In the classroom, Nana’s teacher energetically bounced in front of a blackboard, rubbing his hands to demonstrate the importance of good hand hygiene. He also encouraged the schoolchildren to abstain from relieving themselves in the school fields, pointing to the freshly installed latrines.
“This is a defecation-free zone,” Pamma announced proudly. It may not be the stuff of polite conversation, but it is an important milestone in a community where bathroom facilities have long been absent.
A mile away at her family’s home, Nana’s mother Hawa beamed proudly at her daughter. “Since Nana started learning about hygiene at school, our lives as a family have improved because she is teaching us as well.
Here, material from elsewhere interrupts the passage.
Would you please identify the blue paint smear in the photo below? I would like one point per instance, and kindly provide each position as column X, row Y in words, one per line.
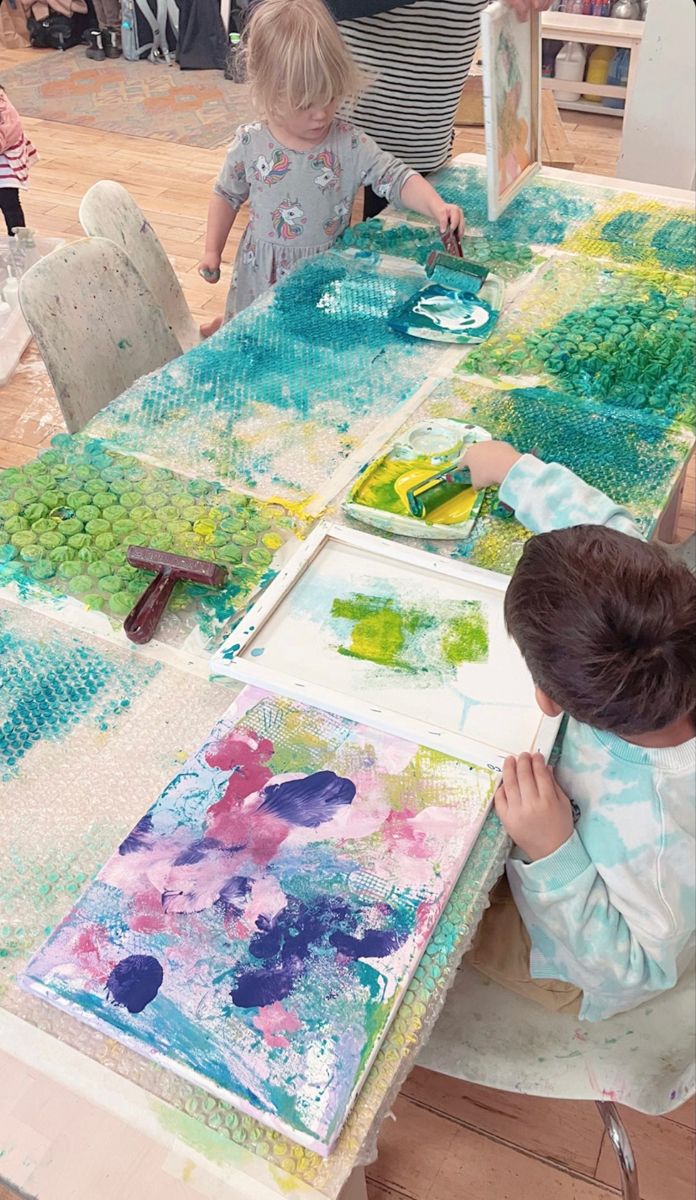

I’ve noticed my children are getting sick less often.”
As if to underscore the point, Nana grabbed the hands of her younger sister and gave them a good scrub with soap and water.
In many parts of northern Nigeria, the terrain makes access to water difficult. In Yandaki Village, home to 5,000 people, the water table is so low that sinking a borehole is not a viable option. As a result, the wealthier villagers purchase water in black plastic tanks delivered by the government, while the vast majority of residents rely on the muddy well several miles away for their water supply.
Ahmed Mohammed, the chairman of the local water and sanitation committee, said that he can spend 900 nira a day (more than $5.60) purchasing water for his family. “But what about the sick and the elderly?… They can’t afford that, and so we need a more reliable solution,” he said. The community is now lobbying the government to pipe in water from adjacent villages, but in the meantime UNICEF and the local government are helping to provide aluminium sulphate tablets to treat the water.
According to a joint report of UNICEF and the World Health Organization (WHO), 42% of the population in Nigeria has no access to improved drinking water, and a staggering 85% of the population does not treat their water.
Nigeria is under pressure to reduce its high infant mortality rate, which is exacerbated by the poor water supply. Improving water and sanitation access is therefore increasingly being seen as a priority issue necessary to achieving the Millennium Development Goals.